At the state’s 28 community colleges, funding fell 7 percent between 2002 and 2010 and tuition rates went up by 41 percent.

Meanwhile, financial aid programs have been cut and students are taking out bigger loans. The average loan amount for those receiving bachelor’s degrees in 2008 was $22,000, a debt that is 44 percent higher than the class of 2001.

The study, “Pulling the Plug on Michigan’s Future: Why Draining Resources Hurts Tomorrow’s Workforce,” contends that the state needs higher education to restore prosperity lost with hundreds of thousands of manufacturing jobs.

“Evidence across the country clearly demonstrates that the most prosperous states are those with the highest educational attainment,” the report states. “As Michigan seeks to transform itself from a manufacturing-based economy, a highly educated and talented work force is essential.”

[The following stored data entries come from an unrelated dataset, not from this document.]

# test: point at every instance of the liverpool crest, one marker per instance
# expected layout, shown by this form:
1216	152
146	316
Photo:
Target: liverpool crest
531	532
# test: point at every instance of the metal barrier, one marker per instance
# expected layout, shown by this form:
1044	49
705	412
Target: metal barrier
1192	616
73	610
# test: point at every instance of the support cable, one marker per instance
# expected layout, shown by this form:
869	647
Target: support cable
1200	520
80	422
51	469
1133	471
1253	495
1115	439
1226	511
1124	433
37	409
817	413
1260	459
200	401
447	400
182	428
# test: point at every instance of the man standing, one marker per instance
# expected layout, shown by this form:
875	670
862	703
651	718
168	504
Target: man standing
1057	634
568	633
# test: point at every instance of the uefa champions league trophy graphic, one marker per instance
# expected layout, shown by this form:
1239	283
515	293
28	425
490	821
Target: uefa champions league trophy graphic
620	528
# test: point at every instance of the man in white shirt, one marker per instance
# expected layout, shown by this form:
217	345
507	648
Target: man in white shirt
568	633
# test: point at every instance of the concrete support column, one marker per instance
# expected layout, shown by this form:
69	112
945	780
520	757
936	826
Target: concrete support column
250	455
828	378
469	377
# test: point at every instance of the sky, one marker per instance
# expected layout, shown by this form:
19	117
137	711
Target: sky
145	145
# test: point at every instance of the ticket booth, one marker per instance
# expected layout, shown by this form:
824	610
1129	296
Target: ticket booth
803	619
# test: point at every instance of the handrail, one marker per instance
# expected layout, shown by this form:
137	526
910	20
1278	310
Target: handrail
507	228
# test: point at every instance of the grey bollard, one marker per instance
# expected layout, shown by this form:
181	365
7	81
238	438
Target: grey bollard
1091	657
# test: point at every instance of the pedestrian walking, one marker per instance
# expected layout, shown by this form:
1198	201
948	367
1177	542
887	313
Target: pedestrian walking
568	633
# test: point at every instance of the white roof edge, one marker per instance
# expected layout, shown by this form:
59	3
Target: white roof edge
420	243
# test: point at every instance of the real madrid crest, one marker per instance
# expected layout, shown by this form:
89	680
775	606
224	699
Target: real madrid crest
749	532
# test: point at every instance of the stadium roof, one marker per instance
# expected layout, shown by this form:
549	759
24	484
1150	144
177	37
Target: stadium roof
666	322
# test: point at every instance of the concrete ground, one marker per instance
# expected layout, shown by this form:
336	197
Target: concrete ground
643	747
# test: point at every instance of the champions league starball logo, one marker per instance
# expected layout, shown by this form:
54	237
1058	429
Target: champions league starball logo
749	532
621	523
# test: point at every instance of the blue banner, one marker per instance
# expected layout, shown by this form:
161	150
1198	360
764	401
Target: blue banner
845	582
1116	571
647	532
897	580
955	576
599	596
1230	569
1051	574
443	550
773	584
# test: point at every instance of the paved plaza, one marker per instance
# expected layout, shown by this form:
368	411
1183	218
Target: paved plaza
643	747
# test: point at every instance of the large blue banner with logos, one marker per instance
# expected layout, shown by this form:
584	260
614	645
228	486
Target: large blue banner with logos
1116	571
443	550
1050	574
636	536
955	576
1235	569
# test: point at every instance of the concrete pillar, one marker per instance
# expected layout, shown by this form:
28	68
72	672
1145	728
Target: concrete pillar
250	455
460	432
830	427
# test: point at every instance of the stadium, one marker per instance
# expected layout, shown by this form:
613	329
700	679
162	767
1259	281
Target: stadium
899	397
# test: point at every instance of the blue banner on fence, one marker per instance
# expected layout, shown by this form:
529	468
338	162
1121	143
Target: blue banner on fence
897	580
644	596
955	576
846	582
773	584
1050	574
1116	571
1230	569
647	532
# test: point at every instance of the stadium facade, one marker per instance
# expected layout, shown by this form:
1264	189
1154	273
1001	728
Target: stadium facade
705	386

The state slashed its financial aid programs by 64 percent from 2009 to 2010, according to the report — from $218 million to $79 million. In addition to reneging on the $4,000 Michigan Promise Scholarship for students who scored well on standardized exams in high school, the state eliminated three need-based programs, saving $12 million but reducing aid to 15,000 low-income students.

Michigan ranks fifth in the nation for slashing higher education budgets 2006-10 and seventh for tuition increases from 2005-06 to 2008-09, according to the report.

“This comes at a time when there’s widespread public recognition that education is the key to prosperity, not only for individuals but for our struggling state as a whole,” MLHS President and CEO Sharon Parks said in a written statement.